La Rossa ha vinto. In altri tempi, tempi lontani, sarebbe stata cosa importante che però finiva puntualmente dispersa e sottovalutata fra i tanti successi della gloriosa epoca schumacheriana. In altri tempi avremmo gioito il giusto, avremmo applaudito abbastanza, avremmo brindato un poco per poi metterci frettolosamente a far di conto per poter dire, sazi e abituati, che questa era la vittoria stagionale numero cinque o sei o sette della Ferrari di Schumi e Todt.
In altri tempi. Oggi no. Oggi che è solo la vittoria numero due di una stagione di lavori in corso, è però una vittoria che vale tante belle soddisfazioni. Perché arriva dopo i mesi di speranze disattese seguite al successo in Malesia; perché la Ferrari aveva preso a fare il gambero rosso; e perché ai tifosi delusi non potevano certo bastare il curriculum di Marchionne e il cognome del team principal: Arrivabene. Serviva di più.
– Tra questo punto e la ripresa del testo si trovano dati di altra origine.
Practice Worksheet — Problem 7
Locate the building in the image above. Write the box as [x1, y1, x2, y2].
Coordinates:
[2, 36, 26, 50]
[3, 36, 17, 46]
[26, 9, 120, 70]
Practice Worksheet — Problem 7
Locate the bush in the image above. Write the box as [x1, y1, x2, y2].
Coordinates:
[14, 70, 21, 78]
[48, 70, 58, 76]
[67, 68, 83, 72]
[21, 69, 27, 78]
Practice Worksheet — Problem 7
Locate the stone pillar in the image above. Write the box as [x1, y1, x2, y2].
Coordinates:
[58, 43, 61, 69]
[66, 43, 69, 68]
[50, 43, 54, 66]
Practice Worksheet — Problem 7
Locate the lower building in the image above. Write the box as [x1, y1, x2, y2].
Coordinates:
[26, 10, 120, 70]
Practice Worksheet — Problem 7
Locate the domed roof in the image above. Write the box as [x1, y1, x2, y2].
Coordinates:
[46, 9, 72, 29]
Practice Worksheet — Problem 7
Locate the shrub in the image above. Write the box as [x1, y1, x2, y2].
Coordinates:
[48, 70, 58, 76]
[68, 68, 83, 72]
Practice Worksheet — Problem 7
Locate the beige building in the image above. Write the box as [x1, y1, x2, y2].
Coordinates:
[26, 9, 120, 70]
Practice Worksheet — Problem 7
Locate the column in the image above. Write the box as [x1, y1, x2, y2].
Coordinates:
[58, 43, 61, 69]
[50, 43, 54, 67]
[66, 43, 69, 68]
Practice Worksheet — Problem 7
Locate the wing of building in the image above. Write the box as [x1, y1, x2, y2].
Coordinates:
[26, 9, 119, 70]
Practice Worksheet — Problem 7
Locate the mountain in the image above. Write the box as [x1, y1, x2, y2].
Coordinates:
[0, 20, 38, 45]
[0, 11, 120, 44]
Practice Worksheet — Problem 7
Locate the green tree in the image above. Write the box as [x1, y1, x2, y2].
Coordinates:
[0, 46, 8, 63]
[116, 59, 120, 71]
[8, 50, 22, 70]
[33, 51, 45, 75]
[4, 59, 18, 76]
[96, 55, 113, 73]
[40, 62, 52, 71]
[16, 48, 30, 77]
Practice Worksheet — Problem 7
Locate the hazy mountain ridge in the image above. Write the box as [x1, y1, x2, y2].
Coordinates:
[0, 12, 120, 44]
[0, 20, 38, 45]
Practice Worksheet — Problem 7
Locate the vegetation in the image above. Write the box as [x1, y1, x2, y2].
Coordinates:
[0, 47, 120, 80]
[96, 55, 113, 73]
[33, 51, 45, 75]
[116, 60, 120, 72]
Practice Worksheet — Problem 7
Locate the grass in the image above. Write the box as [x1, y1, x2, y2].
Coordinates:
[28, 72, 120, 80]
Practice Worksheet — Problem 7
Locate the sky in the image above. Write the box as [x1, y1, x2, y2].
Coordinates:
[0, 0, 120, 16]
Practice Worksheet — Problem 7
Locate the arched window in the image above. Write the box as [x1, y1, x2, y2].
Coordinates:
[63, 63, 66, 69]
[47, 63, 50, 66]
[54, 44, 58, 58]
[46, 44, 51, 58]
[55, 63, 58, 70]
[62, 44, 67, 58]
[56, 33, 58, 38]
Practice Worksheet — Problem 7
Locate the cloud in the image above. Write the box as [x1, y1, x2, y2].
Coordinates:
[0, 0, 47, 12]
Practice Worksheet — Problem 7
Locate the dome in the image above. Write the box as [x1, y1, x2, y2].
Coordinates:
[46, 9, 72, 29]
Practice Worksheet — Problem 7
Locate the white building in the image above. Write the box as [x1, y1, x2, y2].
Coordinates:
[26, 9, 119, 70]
E il di più è arrivato. Il trionfo di Budapest è stato sportivo e netto. Ma il di più di cui avevamo tutti bisogno è soprattutto arrivato perché per certe soddisfazioni impagabili bisogna saper cogliere l'attimo. E le truppe maranelliane ne hanno colti persino tre. Il primo: onorare come si deve la memoria del povero Jules Bianchi scomparso sabato scorso. Il secondo: disinnescare in parte i propositi del boss del Circus Bernie Ecclestone che, forse per un dissapore con Arrivabene, pare avesse chiesto alla regia di inquadrare poco le Rosse (nel caso fosse tutto vero, c'è da domandarsi se questo sia il modo in cui la F1 intende combattere il calo di audience).
Terzo: ricacciare in gola al presidente onorario Mercedes nonché ingrata ex icona ferrarista Niki Lauda quel «la Ferrari sa fare solo spaghetti...» pronunciato giusto un paio di settimane fa.Sì, in altri tempi sarebbe stata solo una vittoria. Oggi è una gran vittoria.